Russian-Made Cluster Bombs Dropped in Syria: Human Rights Watch

Russia cluster bombs Syria
Sukhoi Su-25 jet fighters take off during a drill at the Russian southern Stavropol region, March 12, 2015. Eduard Korniyenko/Reuters

Forces supporting the Syrian government could be using Russian-made cluster munitions in airstrikes, according to the non-governmental organization Human Rights Watch (HRW).

The human rights charity reported over the weekend that its activists had photographic and video evidence suggesting Russia is either using or supplying the Syrian military with "air-dropped cluster munitions."

They reportedly were used southwest of Aleppo, in the village of Kafr Halab, and HRW also said "ground-fired Russian-made cluster munition rockets" had been used in the Russian-Syrian operations in northern Syria. The charity noted that it could not conclusively prove that either Russia or Syria was responsible, but neither country has banned the use of the highly imprecise munitions.
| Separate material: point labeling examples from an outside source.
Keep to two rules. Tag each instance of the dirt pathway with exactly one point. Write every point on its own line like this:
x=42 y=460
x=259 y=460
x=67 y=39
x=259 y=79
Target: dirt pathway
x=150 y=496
The use of cluster munitions is highly controversial because they launch as many as hundreds of small missiles in various directions on impact and are capable of maiming indiscriminately. Also, the bomblets in cluster bombs often fail to explode for a long time, presenting a sustained risk to civilians.

"It's disturbing that yet another type of cluster munition is being used in Syria given the harm they cause to civilians for years to come," Nadim Houry, deputy Middle East director at HRW, said. "Neither Russia nor Syria should use cluster munitions, and both should join the international ban without delay."

Russian defense officials have repeatedly denied having any knowledge that civilians have been hit as a result of their airstrikes. Earlier this month, Russian President Vladimir Putin referred to reports that Russian airstrikes have killed innocent Syrians as an "information attack."

On Monday, the Ministry of Defence told state news agency Itar-Tass that over the last three days Russia had destroyed sites belonging to the terror group ISIS around Raqqa, adding that Islamists were making "desperate attempts" to reinforce their fighters engaged with the Syrian army on the ground. Russia has been engaging in airstrikes in Syria since the end of September.